Prefferably ones without "hotspots" - just wide floody beams ?

.
 
I just had a look at the link above and i'm surprised the Led Lenser P6 was measured to be 157lumens...thats 2x the output led lenser advertised it at 78 lumens. I dont actually have a P6 so i cant really say much about its actual output but I do have a led lenser P5 and i would say that it 59 lumen rated output is pretty close to that of a 60 lumen KX2 head on the surefire e2l.

But mev's review site does show that the lux measurement of the P6 is slightly more that double that of the P5 measured by others so i guess that does correspond to the significantly higher output since they most likely use the same optic lens as their heads are the same size.

...while the ledlenser P6 doesnt make the 250lumen output it does have a hotspotless(or u could say pure hotspot with a few faint rings as spill) flood beam!
 
I just had a look at the link above and i'm surprised the Led Lenser P6 was measured to be 157lumens...thats 2x the output led lenser advertised it at 78 lumens.

Led Lenser is usual unregulated or even direct drive light, that way the brightness will depend very much on the battery, i.e. a fresh battery may have twice the brigtness, compare to a battery that has been used for 10 minutes.
 
I guess he could be wrong but I think he knows what he is doing. Look at this link.

http://light-reviews.com/forum/viewtopic.php?f=4&t=122&hilit=Lumens

Gotta take it with a pinch of salt.
All the other reviews stated that the t100c2 doesn't output that much light and is one heck of a thrower with small spill.
And I totally agree cuz I have one, and my friend has another.
And also a couple of other guys at my countries local forum said the same thing, so maybe mev had an exceptionally bright one.
 
I just had a look at the link above and i'm surprised the Led Lenser P6 was measured to be 157lumens...thats 2x the output led lenser advertised it at 78 lumens.

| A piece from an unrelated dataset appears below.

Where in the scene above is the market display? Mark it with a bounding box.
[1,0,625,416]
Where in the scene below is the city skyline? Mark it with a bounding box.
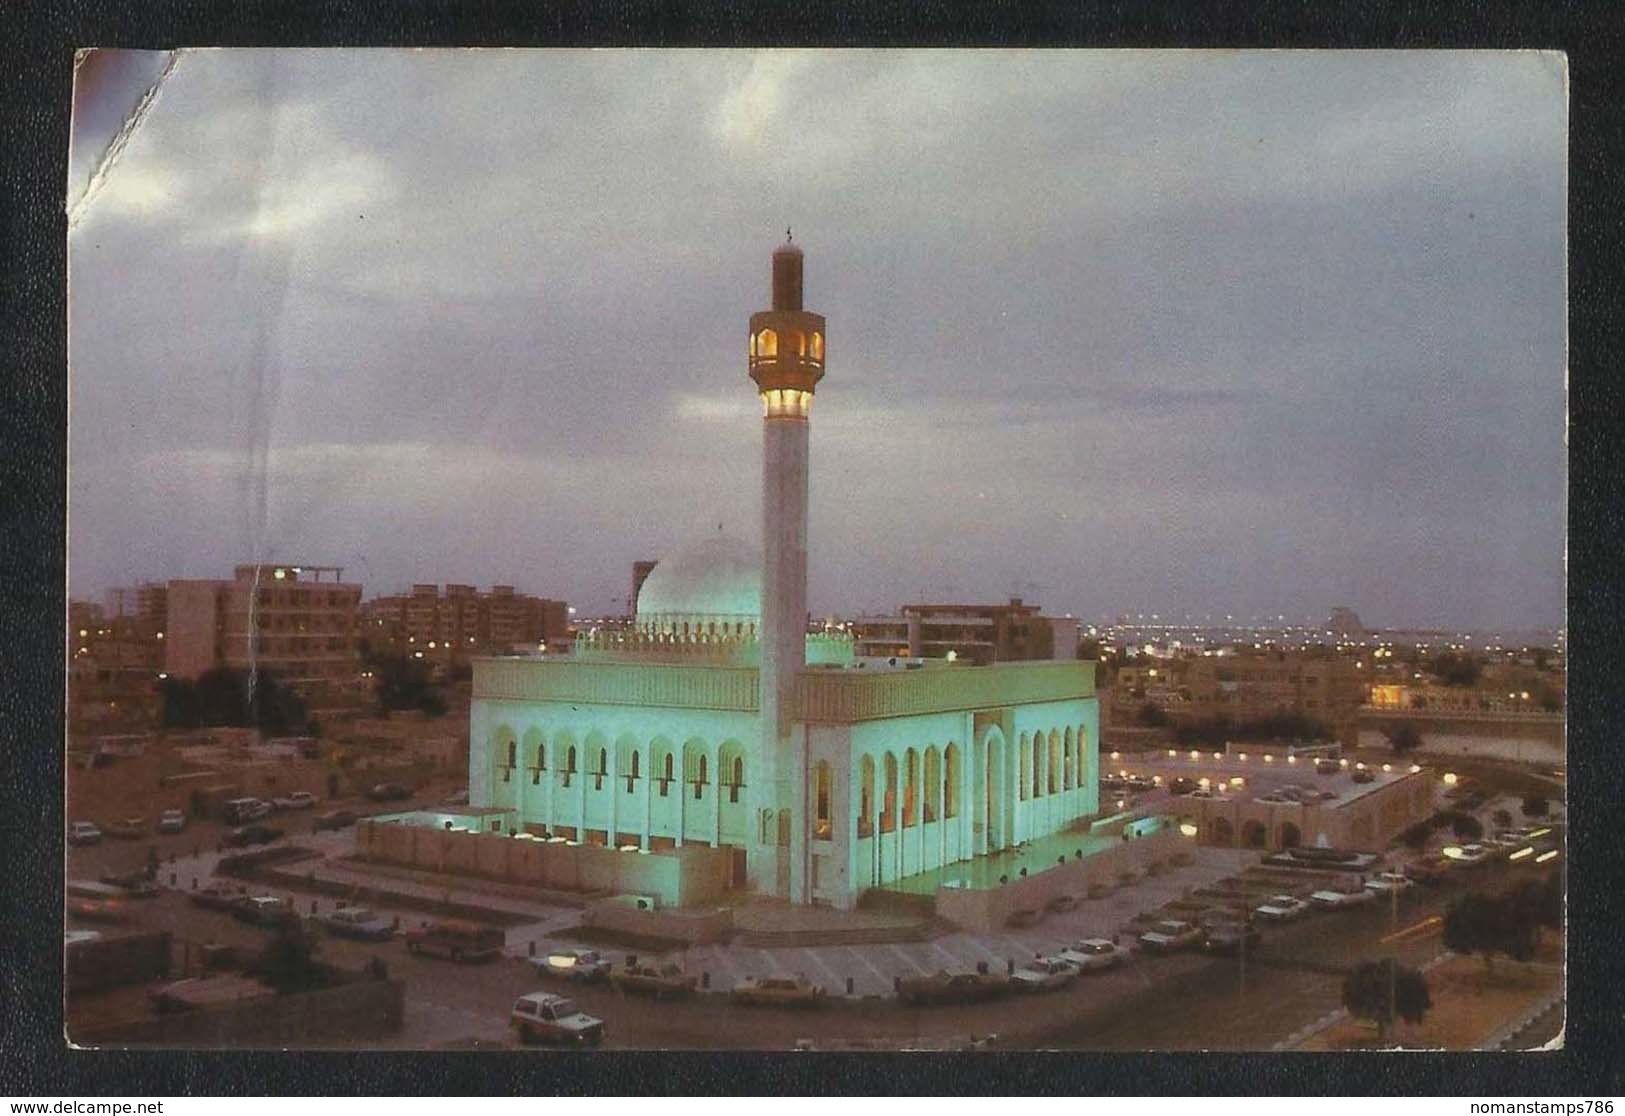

I think the problem could be that Mev's sphere did not have matte coating, so there might have been reflections that hit straight to the measuring point. It would be interesting to see the results of LL P6 in both spot and flood modes to see if the IS shows similar results on both.
 
I agree; there is no way that the T100C2 is making 249 lumens OTF. The T10L should be very similar to the T10C2 (so about 250 lumens OTF), and it getd only 2 hours of runtime. The T100C2 gets about 3 with the same battery, and shouldn't be all that more efficient. Therefore, it must be drawing a decent amount of current less, making it not 250 OTF lumens. I would expect that it is drawing 1 amp at the most; my T10L draws about 1.3- 1.4 on a fresh 18650.
Of course, the T100C2 has more throw, but that is because of the small die size relative to the smooth reflector.

The T10L has a very nice beam that has a very nice spot/spill transition with virtually no rings at all. It is very nice for lighting up large areas.
 
The Malkoff M60F has the right beam, and run in a 2x18650 host (like a Solarforce w/ extension, for example; there are others) will last over three hours on high.

Also, if you already have a P60 drop in of some sort, just get an LDF lens from flashlightlens.com. They are terrific; I use one in a 2x18650 body with P60 for long flood runtimes. Very useful light.